Apple Jokes

Apple Joke #1

A Pittsburgh steel worker was driving through northern California’s apple country.
He stopped at an orchard and asked the owner, “How much are yer apples?”
“All you can pick for one dollar,” said the rancher.
“Okay,” said the Pennsylvanian. “I’ll take two dollars’ worth.”

Apple Joke #2

After a minor mathematical error on a routine report, a worker’s boss tried to belittle him in front of his peers. Angrily she asked, “If you had 4 apples and I asked for one, how many would you have left?” Quickly he replied, “If it was you who asked, I’d still have 4 apples.”

Apple Joke #3

Dad, do you like baked apples? Yes son, why?
The orchard’s on fire.

Apple Joke #4

First apple: You look down in the dumps. What’s eating you? Second apple: Worms, I think.

Apple Joke #5

Fred came rushing in to his Dad. “Dad!” he puffed, “is it true that an apple a day keeps the doctor away?”
“That’s what they say,” said his Dad. “Well, give me an apple quick ? I’ve just broken the doctor’s window!”

Apple Joke #6

How do you get the most apples at Halloween?
Take a snorkel.

Apple Joke #7

How do you make an apple puff? Chase it round the garden

Apple Joke #8

How do you make an apple turnover? Push it down hill.

Apple Joke #9

How does an apple a day keep the doctor away?
When you take careful aim.

Apple Joke #10

If an apple a day keeps the doctor away, what does an onion do? Keeps everyone away.


Apple Joke #11

If it took six pigs two hours to eat the apples in the orchard, how many hours would it take three pigs? None, because the six pigs have already eaten them all.

Apple Joke #12

Once upon a time there were five apples Which was the cowboy? None – because they were all redskins.

Apple Joke #13

School lunches are not generally popular with those that have to eat them, and sometimes with good reason. “What kind of pie do you call this ?” asked one schoolboy indignantly.
“What’s it taste of ?” asked the cook. “Glue!” “Then it’s apple pie, the plum pie tastes of soap.”

Apple Joke #14

The desk sergeant answered the phone, and at once a woman began screaming. “You’ve got to help me!

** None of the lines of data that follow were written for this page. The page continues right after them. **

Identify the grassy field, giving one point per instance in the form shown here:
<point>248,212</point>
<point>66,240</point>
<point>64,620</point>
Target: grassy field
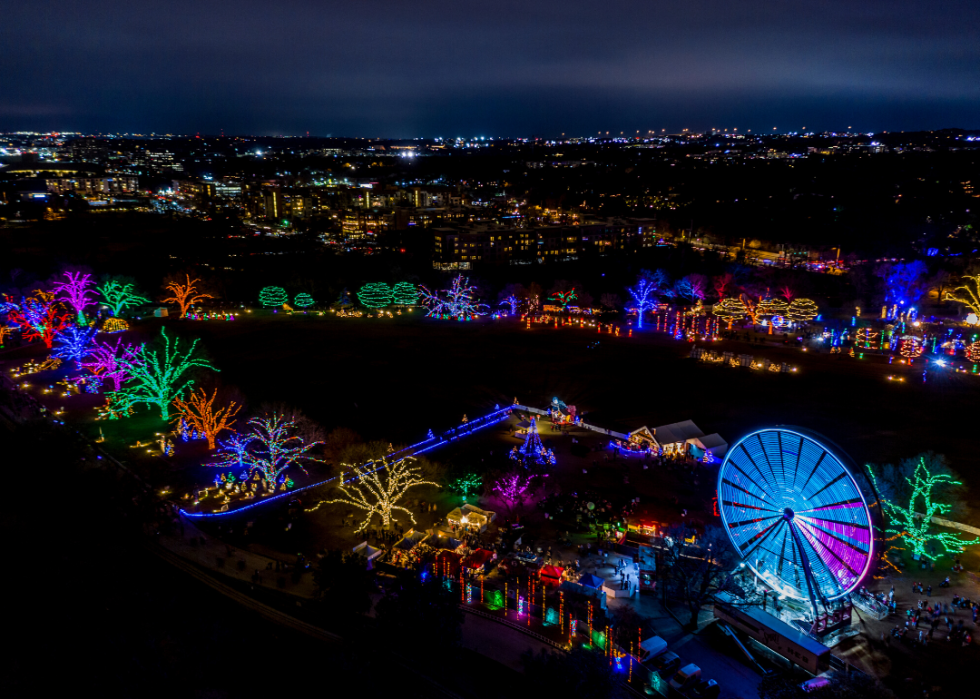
<point>393,379</point>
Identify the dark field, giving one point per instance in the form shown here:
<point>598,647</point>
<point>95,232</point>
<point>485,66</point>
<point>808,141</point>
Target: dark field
<point>393,379</point>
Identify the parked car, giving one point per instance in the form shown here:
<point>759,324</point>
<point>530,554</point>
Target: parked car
<point>665,664</point>
<point>705,689</point>
<point>686,677</point>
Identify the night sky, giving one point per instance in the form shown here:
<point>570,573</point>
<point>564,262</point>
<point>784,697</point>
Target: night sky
<point>396,68</point>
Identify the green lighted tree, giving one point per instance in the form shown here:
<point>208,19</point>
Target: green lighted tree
<point>157,377</point>
<point>119,296</point>
<point>405,294</point>
<point>914,521</point>
<point>273,296</point>
<point>375,295</point>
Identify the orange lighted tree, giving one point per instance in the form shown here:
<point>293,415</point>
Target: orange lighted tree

There’s a giant gray thing in my yard, and it’s pulling apples off the tree with its tail!” “What’s he doing with the apples?” the sergeant asked. “If I told you,” the woman cried, “you wouldn’t believe [...]

Apple Joke #15

The first commandment was when Eve told Adam to eat the apple.

Apple Joke #16

Two girls were having their packed lunch in the school yard. One had an apple and the other said, “Watch out for worms won’t you !”
The first one replied, “why should I ? They can watch out for themselves.

Apple Joke #17

What can a whole apple do that half an apple can’t do? It can look round.

Apple Joke #18

What did one maggot say to the other who was stuck in an apple? Worm your way out of that one, then!

Apple Joke #19

What did the apple say to the apple pie?
“You’ve got some crust.”

Apple Joke #20

What did the Gorilla do with the apple he was holding in his hands?
He brought it to school and said, “An Ape-lle for the teacher!”